“We [punctuation sticklers] are like the little boy in The Sixth Sense who can see dead people, except that we can see dead punctuation. Whisper it in petrified little-boy tones: dead punctuation is invisible to everyone else–yet we see it all the time. No one understands us seventh-sense people. They regard us as freaks. When we point out illiterate mistakes we are often aggressively instructed to ‘get a life’ by people who, interestingly enough, display no evidence of having lives themselves.” (Lynne Truss, Eats, Shoots & Leaves)
The title of this book is taken from an old joke:
A panda walks into a bar, sits down and orders a sandwich. He eats the sandwich, pulls out an AK47 and starts to shoot up the place, shattering windows, chewing up the bar, destroying tables and chairs. The moment he stops, the bartender pops up from behind the bar.
“What’s wrong with you? We made your sandwich just the way your ordered it. Service was fast and polite. WHY ON EARTH DID YOU DESTROY MY PLACE?”
The panda tosses a badly punctuated wildlife manual on the bar. “I’m a panda. Look it up,” he says, and walks out.
The bartender opens the book. He reads, “Panda. A tree-dwelling mammal of Asian origin. Distinct black-and-white markings. Eats, shoots and leaves.”
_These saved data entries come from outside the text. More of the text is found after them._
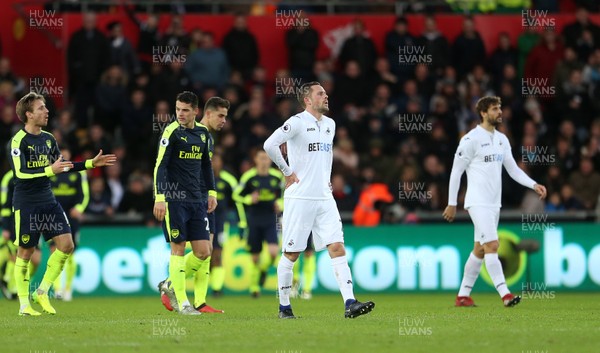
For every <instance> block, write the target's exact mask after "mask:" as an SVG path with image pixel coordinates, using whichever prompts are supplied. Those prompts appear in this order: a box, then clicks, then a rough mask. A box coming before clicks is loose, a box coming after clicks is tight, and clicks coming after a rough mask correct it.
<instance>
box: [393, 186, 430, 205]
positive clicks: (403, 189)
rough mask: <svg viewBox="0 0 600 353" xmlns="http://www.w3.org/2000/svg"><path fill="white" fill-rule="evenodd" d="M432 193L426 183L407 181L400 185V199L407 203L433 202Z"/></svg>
mask: <svg viewBox="0 0 600 353" xmlns="http://www.w3.org/2000/svg"><path fill="white" fill-rule="evenodd" d="M431 198H432V192H431V190H427V185H426V183H424V182H417V181H405V182H399V183H398V199H400V200H405V201H424V200H431Z"/></svg>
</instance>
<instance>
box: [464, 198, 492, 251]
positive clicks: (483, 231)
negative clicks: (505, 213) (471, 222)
mask: <svg viewBox="0 0 600 353" xmlns="http://www.w3.org/2000/svg"><path fill="white" fill-rule="evenodd" d="M468 211H469V216H471V220H472V221H473V225H474V226H475V242H479V243H480V244H481V245H483V244H485V243H489V242H490V241H494V240H498V220H499V219H500V209H499V208H495V207H484V206H472V207H470V208H469V209H468Z"/></svg>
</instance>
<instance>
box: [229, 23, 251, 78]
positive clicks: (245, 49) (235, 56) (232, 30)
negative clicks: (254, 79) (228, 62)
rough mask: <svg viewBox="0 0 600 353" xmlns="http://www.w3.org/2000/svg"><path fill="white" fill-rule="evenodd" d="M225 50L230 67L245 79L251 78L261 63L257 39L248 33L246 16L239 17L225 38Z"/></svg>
mask: <svg viewBox="0 0 600 353" xmlns="http://www.w3.org/2000/svg"><path fill="white" fill-rule="evenodd" d="M223 49H224V50H225V53H226V54H227V59H228V60H229V66H230V67H231V68H232V69H233V70H237V71H240V72H241V73H242V75H243V76H244V77H245V78H248V77H250V75H251V74H252V71H253V70H254V68H255V67H256V66H258V62H259V53H258V45H257V44H256V38H255V37H254V35H253V34H252V33H250V31H248V24H247V20H246V16H243V15H237V16H235V18H234V20H233V28H232V29H231V30H230V31H229V32H227V34H226V35H225V37H224V38H223Z"/></svg>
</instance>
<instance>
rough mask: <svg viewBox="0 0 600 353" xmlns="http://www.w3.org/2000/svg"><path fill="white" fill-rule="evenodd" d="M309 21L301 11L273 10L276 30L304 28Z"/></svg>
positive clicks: (304, 27)
mask: <svg viewBox="0 0 600 353" xmlns="http://www.w3.org/2000/svg"><path fill="white" fill-rule="evenodd" d="M309 26H310V21H309V19H308V18H306V16H304V12H303V11H302V10H275V27H278V28H285V29H289V28H303V27H304V28H306V27H309Z"/></svg>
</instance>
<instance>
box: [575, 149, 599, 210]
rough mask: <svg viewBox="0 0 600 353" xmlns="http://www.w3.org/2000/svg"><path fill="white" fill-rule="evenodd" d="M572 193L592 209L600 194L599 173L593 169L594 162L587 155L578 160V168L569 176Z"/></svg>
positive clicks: (579, 199) (592, 208) (589, 208)
mask: <svg viewBox="0 0 600 353" xmlns="http://www.w3.org/2000/svg"><path fill="white" fill-rule="evenodd" d="M569 184H570V185H571V187H572V188H573V194H574V195H575V197H577V199H579V200H581V201H582V203H583V206H584V208H585V209H587V210H593V209H594V208H595V207H596V202H597V201H598V195H600V173H598V172H597V171H595V170H594V164H593V162H592V160H591V159H590V158H588V157H583V158H582V159H581V161H580V162H579V170H577V171H575V172H573V173H572V174H571V176H570V177H569Z"/></svg>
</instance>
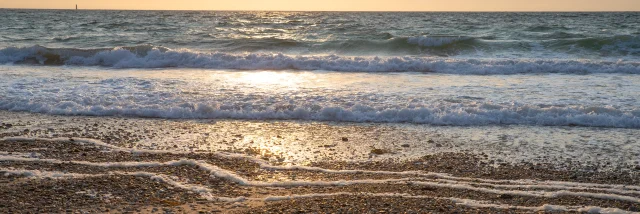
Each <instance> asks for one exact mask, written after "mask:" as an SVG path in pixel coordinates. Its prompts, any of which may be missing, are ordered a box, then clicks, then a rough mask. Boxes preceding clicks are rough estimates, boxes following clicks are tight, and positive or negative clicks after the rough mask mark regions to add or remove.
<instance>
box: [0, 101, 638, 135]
mask: <svg viewBox="0 0 640 214" xmlns="http://www.w3.org/2000/svg"><path fill="white" fill-rule="evenodd" d="M87 100H91V98H89V97H85V98H78V99H77V100H75V101H72V100H67V101H40V102H34V101H29V100H0V110H10V111H27V112H34V113H45V114H56V115H90V116H131V117H150V118H174V119H182V118H184V119H255V120H270V119H276V120H291V119H293V120H319V121H343V122H378V123H416V124H432V125H452V126H467V125H514V124H520V125H543V126H585V127H618V128H640V109H635V110H632V111H623V110H619V109H616V108H613V107H597V106H596V107H589V106H574V107H569V106H543V105H524V104H496V103H489V102H488V103H478V104H477V105H459V104H446V103H439V104H433V105H431V106H422V107H413V108H410V107H405V108H403V107H398V108H383V109H381V108H376V107H375V106H366V105H354V106H351V107H338V106H320V105H308V106H307V105H304V106H296V105H291V104H283V105H272V106H254V107H250V108H243V107H242V106H233V105H229V104H224V103H173V104H160V103H154V102H153V101H152V100H149V102H151V103H147V104H137V103H127V102H122V103H113V102H111V101H109V102H107V101H103V102H100V100H99V99H94V100H93V101H91V102H90V103H92V104H90V105H88V104H83V103H86V102H87ZM156 102H159V101H156ZM145 103H146V102H145Z"/></svg>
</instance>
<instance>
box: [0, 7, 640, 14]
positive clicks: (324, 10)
mask: <svg viewBox="0 0 640 214" xmlns="http://www.w3.org/2000/svg"><path fill="white" fill-rule="evenodd" d="M0 10H76V9H75V8H68V9H67V8H3V7H0ZM77 10H86V11H99V10H103V11H216V12H392V13H402V12H405V13H429V12H460V13H473V12H479V13H500V12H504V13H509V12H520V13H546V12H548V13H585V12H590V13H607V12H640V10H538V11H536V10H416V11H410V10H225V9H221V10H213V9H212V10H196V9H95V8H91V9H77Z"/></svg>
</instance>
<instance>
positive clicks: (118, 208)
mask: <svg viewBox="0 0 640 214" xmlns="http://www.w3.org/2000/svg"><path fill="white" fill-rule="evenodd" d="M0 145H1V147H2V149H0V150H2V151H3V152H2V153H1V154H0V155H1V156H2V158H3V159H2V160H1V161H0V168H1V169H2V170H0V171H2V174H3V176H2V177H1V178H0V185H2V186H3V188H0V189H2V191H3V193H2V195H8V196H10V197H7V198H6V199H4V200H7V201H3V202H2V203H0V204H5V206H4V207H1V208H0V210H2V211H3V212H4V211H7V212H12V211H18V210H22V211H25V210H31V211H34V212H42V211H45V212H56V211H66V210H73V211H80V210H82V211H94V212H125V211H133V212H142V213H145V212H147V213H152V211H153V210H154V209H155V210H156V211H167V210H171V211H173V212H196V211H212V210H218V211H220V212H225V213H226V212H234V213H268V212H293V211H301V212H305V211H313V210H315V211H334V212H349V211H352V212H354V211H355V212H368V213H373V212H374V210H375V211H376V213H377V212H380V211H384V212H398V211H406V212H411V211H413V212H416V213H421V212H481V213H488V212H516V213H519V212H522V213H527V212H535V211H558V212H567V213H571V212H582V211H589V210H591V209H593V210H595V209H599V208H594V207H600V208H603V209H601V211H602V210H604V211H612V212H613V211H627V212H637V211H638V208H639V207H640V199H639V198H640V187H638V186H628V184H631V182H635V181H633V180H631V181H630V182H629V183H626V184H627V185H624V184H625V183H620V179H614V178H613V177H611V176H609V177H606V176H605V177H598V176H593V177H589V175H588V174H585V175H584V176H586V177H588V178H589V179H572V178H571V177H570V175H572V173H576V172H575V171H554V170H550V169H546V168H544V166H540V167H539V168H534V169H528V170H531V171H538V172H539V174H544V173H547V172H554V173H555V174H552V176H553V177H558V178H560V180H561V181H562V182H560V181H557V182H544V181H542V180H539V181H527V180H522V179H523V178H526V179H537V178H544V177H539V176H538V177H537V175H536V174H535V173H533V174H531V173H525V172H526V171H525V170H520V169H521V168H518V167H517V166H512V167H508V166H506V165H505V166H498V167H495V166H492V165H491V166H490V165H488V162H487V163H485V162H484V161H483V160H482V158H481V157H476V156H473V155H470V154H461V153H458V154H451V153H449V154H446V153H443V154H442V155H432V156H425V157H423V158H421V159H419V160H416V161H420V162H422V163H437V162H442V163H446V165H447V166H445V167H443V168H438V167H437V165H436V167H435V168H430V167H424V166H420V167H416V166H414V165H416V164H415V163H416V161H404V162H402V161H401V162H391V161H388V162H374V163H368V164H367V166H358V165H344V164H341V163H336V162H334V163H331V162H323V163H313V164H311V165H312V166H320V167H321V168H317V167H285V166H278V165H270V163H268V162H266V161H260V160H261V159H257V158H251V157H250V156H247V155H241V154H238V155H227V156H224V155H221V153H209V154H207V153H171V152H159V153H153V152H144V151H136V150H134V151H131V150H130V151H127V148H122V149H119V150H118V149H117V148H120V147H117V146H111V147H106V146H105V145H108V144H105V145H100V144H92V143H87V142H86V141H83V140H82V139H67V140H53V141H52V140H33V139H32V140H28V139H23V140H6V139H3V140H1V141H0ZM428 165H432V164H428ZM434 165H435V164H434ZM411 166H413V167H411ZM487 167H491V168H495V172H496V173H495V175H496V176H491V175H482V174H480V175H478V174H475V173H474V172H472V171H469V172H466V171H465V169H470V168H477V169H488V168H487ZM338 169H340V170H338ZM344 169H351V170H344ZM353 169H357V170H356V171H354V170H353ZM388 169H391V170H390V171H386V170H388ZM434 169H436V170H435V171H431V170H434ZM438 169H439V170H440V171H438ZM476 171H482V170H476ZM465 173H467V174H465ZM539 174H538V175H539ZM558 175H563V176H564V177H563V176H558ZM504 176H506V177H509V176H511V177H513V179H508V180H503V179H504V178H505V177H504ZM618 176H620V177H625V178H630V179H634V180H637V179H638V175H637V174H633V173H629V174H619V175H618ZM586 181H588V182H586ZM590 182H593V183H590ZM612 184H619V185H612ZM159 192H160V193H162V194H160V195H154V194H156V193H159ZM34 199H36V200H34ZM130 200H133V201H130ZM32 201H34V203H36V204H29V203H31V202H32ZM114 201H119V203H115V204H119V205H116V206H114V205H113V204H114V203H113V202H114ZM318 202H320V203H318ZM359 202H366V203H364V204H362V203H359ZM551 204H552V205H554V206H551ZM345 208H353V209H352V210H348V209H347V210H345ZM604 208H608V209H604ZM107 210H108V211H107ZM410 210H411V211H410Z"/></svg>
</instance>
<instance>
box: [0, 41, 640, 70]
mask: <svg viewBox="0 0 640 214" xmlns="http://www.w3.org/2000/svg"><path fill="white" fill-rule="evenodd" d="M425 41H428V42H425ZM425 41H423V43H425V44H427V45H428V44H433V45H437V44H440V43H442V44H444V43H446V42H448V41H447V40H442V41H440V40H425ZM417 42H420V39H417ZM0 63H2V64H34V65H71V66H104V67H110V68H170V67H177V68H207V69H237V70H328V71H341V72H437V73H451V74H528V73H569V74H590V73H628V74H640V63H639V62H635V61H622V60H620V61H603V60H579V59H573V60H563V59H526V58H523V59H464V58H446V57H416V56H404V57H399V56H390V57H373V56H372V57H364V56H363V57H352V56H339V55H287V54H282V53H225V52H210V53H209V52H195V51H191V50H187V49H179V50H172V49H169V48H165V47H156V46H150V45H143V46H133V47H117V48H104V49H72V48H46V47H42V46H33V47H23V48H17V47H9V48H4V49H1V50H0Z"/></svg>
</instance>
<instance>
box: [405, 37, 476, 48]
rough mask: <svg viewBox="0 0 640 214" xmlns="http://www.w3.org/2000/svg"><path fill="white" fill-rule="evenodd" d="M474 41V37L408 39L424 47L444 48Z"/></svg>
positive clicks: (438, 37)
mask: <svg viewBox="0 0 640 214" xmlns="http://www.w3.org/2000/svg"><path fill="white" fill-rule="evenodd" d="M473 39H474V38H472V37H464V36H417V37H409V38H407V42H409V44H417V45H420V46H423V47H442V46H446V45H452V44H455V43H458V42H465V41H472V40H473Z"/></svg>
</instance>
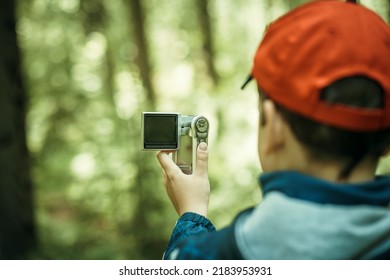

Bad punctuation is definitely no laughing matter. All the same, I laughed myself silly reading this book. As a matter of fact, I was reading it at lunchtime one day, laughing out loud, tears rolling down my cheeks, when a co-worker passed by.
Her: “Good book?”
Me: Gasp, giggle, snort, guffaw. “Great book!”
Her: Smiling and looking interested, because she’s always on the hunt for good books, “What’s it about?”
Me: Still chortling, “Punctuation.”
Her: No longer smiling, “You’re kidding, right?”
Nope. First of all, you’ve got to love a book built around the rallying cry, “Sticklers unite!” It’s even better if the book in question exhorts you to “unleash your Inner Stickler,” despite the fact that “members of your family abhor your Inner Stickler and devoutly wish you had an Inner Scooby-Doo instead.”
The point is this: Lynne Truss knows punctuation is important. You might not like it, but that’s the way it is. Punctuation keeps words, phrases, sentences and paragraphs in line. Periods, commas, semicolons and dashes are markers–guideposts for the reader, traffic signals facilitating the clear transmission of thoughts and information. A world without punctuation would be a world of … well … incredibly messy run-on sentences and muddled thinking. (And the Lord knows, there’s already more than enough muddled thinking to go around!)
Lynne also knows, however, that a book about punctuation had better be entertaining, because most folks find reading about punctuation almost–but not quite–as exciting as watching paint dry. Trust me, stickler or no, you’ll find this book hilarious. No, really. Give it a try. If you don’t like it, you can send me an email with no punctuation at all, then sit back and enjoy the fact that you’ve driven me right over the edge.